Years ago, on Easter Sunday, my doorbell rang. I opened the door just in time to see a rusted-up car zooming away. Hanging from my mailbox was a bright Easter basket with chocolates and eggs galore. This touched me so much, that when a family with small children moved in next door, I fell into the habit of sneaking over early Easter morning and leaving a basket at their door. After two years, I discovered that they were nervous about the anonymous basket and wouldn’t let their kiddies eat the chocolates. Whoops. After that, I included a card, so they would realize it was a wannabe Easter Bunny, not the neighbourhood psychopath.
Easter heralds the joy of spring, along with all the tulips, birdies, pastel colours and yes, hope. Hope takes many forms: for some, no more crazy people making important global decisions; for others, the mood-enhancing sunlight, for the practical, absolute exultation in the end of snow shovelling, spinning tires and elegant dives into snowdrifts, and for the culinary minded, the return of Asparagus! Fiddleheads! Spring chicken!

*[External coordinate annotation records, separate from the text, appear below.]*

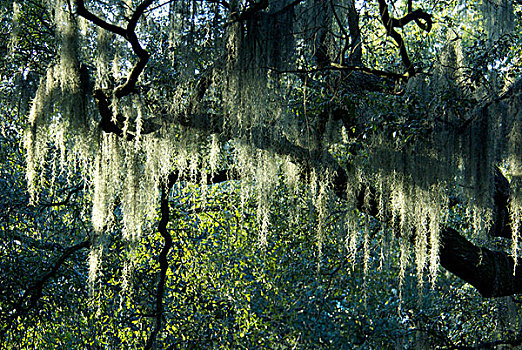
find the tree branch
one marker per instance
(163, 261)
(34, 292)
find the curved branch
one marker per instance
(35, 291)
(391, 23)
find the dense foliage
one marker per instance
(273, 174)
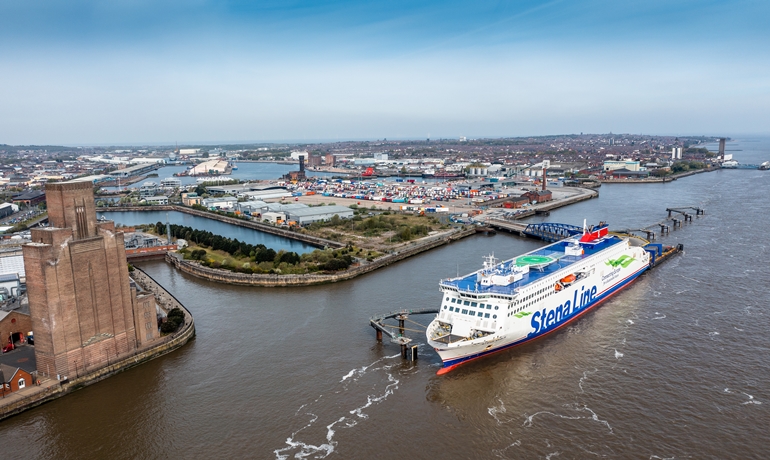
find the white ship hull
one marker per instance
(478, 319)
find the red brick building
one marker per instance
(14, 326)
(13, 379)
(84, 312)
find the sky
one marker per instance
(124, 72)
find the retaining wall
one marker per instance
(52, 389)
(266, 280)
(312, 240)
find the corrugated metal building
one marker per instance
(308, 215)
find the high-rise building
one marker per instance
(85, 314)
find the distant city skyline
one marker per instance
(130, 73)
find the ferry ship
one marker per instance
(518, 300)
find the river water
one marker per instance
(675, 366)
(129, 218)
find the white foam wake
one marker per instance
(322, 448)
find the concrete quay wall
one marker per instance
(51, 389)
(586, 194)
(312, 240)
(266, 280)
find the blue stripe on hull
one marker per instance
(599, 299)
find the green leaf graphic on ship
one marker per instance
(624, 261)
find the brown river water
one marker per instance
(674, 367)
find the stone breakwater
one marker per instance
(266, 280)
(311, 240)
(50, 389)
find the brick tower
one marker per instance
(84, 312)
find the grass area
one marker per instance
(320, 260)
(376, 231)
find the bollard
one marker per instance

I love making Easter dinner. In the good times, just a few friends or close relatives sit at a table adorned with bunny napkin rings, vases, and candleholders. Break out the bunnies! It’s Easter! I sing as a I trot around, arranging tulips, putting on my springtime CDs, and generally feeling a heck of a lot less stress than that accompanying the often obligatory Christmas feast. Yes, the light peach tablecloth, the pink candles, the pale green napkins! Sometimes, in the midst of this trance of spring celebration, I even manage to present a decent dinner. No matter how hackneyed it may seem to the young and hip, retro deviled eggs are a must at the Easter table. A ham from the supermarket, a jolly roast chicken with lemon and apples, a platter of asparagus, and the constant on my table, a Hungarian cucumber salad, and I improvise the rest, while singing ‘Here Comes Peter Cottontail.’ Every year, I consider trying to create the famous Faberge egg cake (sort of like the Sistine Chapel of baking) and every year, I decide it is better for my mental health, and society, if I put this off for another year. But that is what Easter is about, anticipating tomorrow while living in the now.
I know the Easter Bunny wouldn’t want me to knock myself out slaving over an Easter feast. I figure he wants the spotlight, pattering around, leaving little treats for those of us who still believe in spring.